The traditional collective is not that popular according to the report Danskernes Økonomiske Tryghed (The Danes’ Financial Security) which has recently been published by Danske Bank. Instead, Danes are looking for modern co-housing communities with a social life right on their doorstep. But they want to be able to opt in and out.

The demand for alternative types of living arrangements in the form of co-housing communities will increase markedly in the coming years, according to an assessment by Danske Bank.  

“Many people want a different framework to their lives, where the focus is on security and a sense of community with their neighbours. It’s an interesting trend. Among seniors in particular, we’re seeing considerable interest in senior co-housing communities,” says Bjarne Jørgensen, Head of Large Real Estate Denmark at Danske Bank and Realkredit Danmark.

He expects the aging population combined with many seniors showing an interest in alternative types of housing to lead to an increased demand for new types of housing to meet the growing demand. 

Property developers are showing an interest, but so are personal customers looking for mortgage finance when moving into co-housing.
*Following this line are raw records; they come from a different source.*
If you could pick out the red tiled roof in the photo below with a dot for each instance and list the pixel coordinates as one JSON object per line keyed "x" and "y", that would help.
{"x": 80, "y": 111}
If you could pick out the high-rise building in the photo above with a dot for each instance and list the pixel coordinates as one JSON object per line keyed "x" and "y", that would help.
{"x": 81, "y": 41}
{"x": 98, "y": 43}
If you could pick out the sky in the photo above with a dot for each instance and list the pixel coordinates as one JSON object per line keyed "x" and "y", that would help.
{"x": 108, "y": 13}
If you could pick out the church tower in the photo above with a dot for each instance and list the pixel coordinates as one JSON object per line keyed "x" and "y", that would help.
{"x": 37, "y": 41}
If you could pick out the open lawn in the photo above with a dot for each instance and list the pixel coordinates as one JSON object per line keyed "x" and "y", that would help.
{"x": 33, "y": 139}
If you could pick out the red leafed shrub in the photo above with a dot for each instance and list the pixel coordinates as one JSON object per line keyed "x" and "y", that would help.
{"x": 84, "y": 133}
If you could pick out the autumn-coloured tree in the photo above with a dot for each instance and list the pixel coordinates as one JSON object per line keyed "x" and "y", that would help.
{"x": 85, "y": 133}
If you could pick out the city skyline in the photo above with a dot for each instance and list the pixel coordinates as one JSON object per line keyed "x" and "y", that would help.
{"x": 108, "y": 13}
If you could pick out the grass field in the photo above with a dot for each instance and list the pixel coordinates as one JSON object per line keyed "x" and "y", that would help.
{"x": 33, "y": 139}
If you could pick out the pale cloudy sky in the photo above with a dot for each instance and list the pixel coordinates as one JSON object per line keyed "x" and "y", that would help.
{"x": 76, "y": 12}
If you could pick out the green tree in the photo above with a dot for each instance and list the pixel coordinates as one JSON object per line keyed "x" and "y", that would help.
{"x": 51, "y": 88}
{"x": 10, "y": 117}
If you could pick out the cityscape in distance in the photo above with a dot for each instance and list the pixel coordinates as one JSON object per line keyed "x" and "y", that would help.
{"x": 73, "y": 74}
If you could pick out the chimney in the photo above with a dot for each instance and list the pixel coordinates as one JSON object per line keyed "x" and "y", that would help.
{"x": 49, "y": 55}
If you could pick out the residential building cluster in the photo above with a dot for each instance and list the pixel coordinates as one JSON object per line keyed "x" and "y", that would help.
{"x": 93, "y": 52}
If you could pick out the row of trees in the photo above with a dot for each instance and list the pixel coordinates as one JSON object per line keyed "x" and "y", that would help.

A stronger sense of community, greater security and buildings where the focus is on climate-friendly solutions are popular.

Bjarne Jørgensen

Head of Large Real Estate Denmark at Danske Bank and Realkredit Danmark

Tendency corrobarated in report
The interest in co-housing is corroborated by the Danske Bank report Danskernes Økonomiske Tryghed 2019 (The Danes’ Financial Security), which shows that up to 100,000 senior citizens dream of living in a co-housing community. 
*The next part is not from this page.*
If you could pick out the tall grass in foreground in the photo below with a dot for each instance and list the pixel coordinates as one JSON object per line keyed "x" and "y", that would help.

“Senior citizens in particular like the co-housing idea. About one in ten people above the age of 65 would like to live in such a community. It might not sound like a lot. However, when you think that there are almost one million Danes who are more than 65 years old, then it equates to a lot of people wanting to move out of their single-family detached house into an alternative type of accommodation,” says Louise Aggerstrøm,  Senior Analyst in Danske Bank specialising in the Danish economy and household finances.

Modern collectives

Louise Aggerstrøm emphasises that it is certainly not only seniors who are dreaming about such alternative living arrangements. 

“The dream of joining a co-housing community is definitely most prevalent among seniors. However, if you look at Danes in general, one in 20 would like to live alternatively. Altogether, this equates to a lot of people who are dreaming about changing how and where they live,” says Louise Aggerstrøm.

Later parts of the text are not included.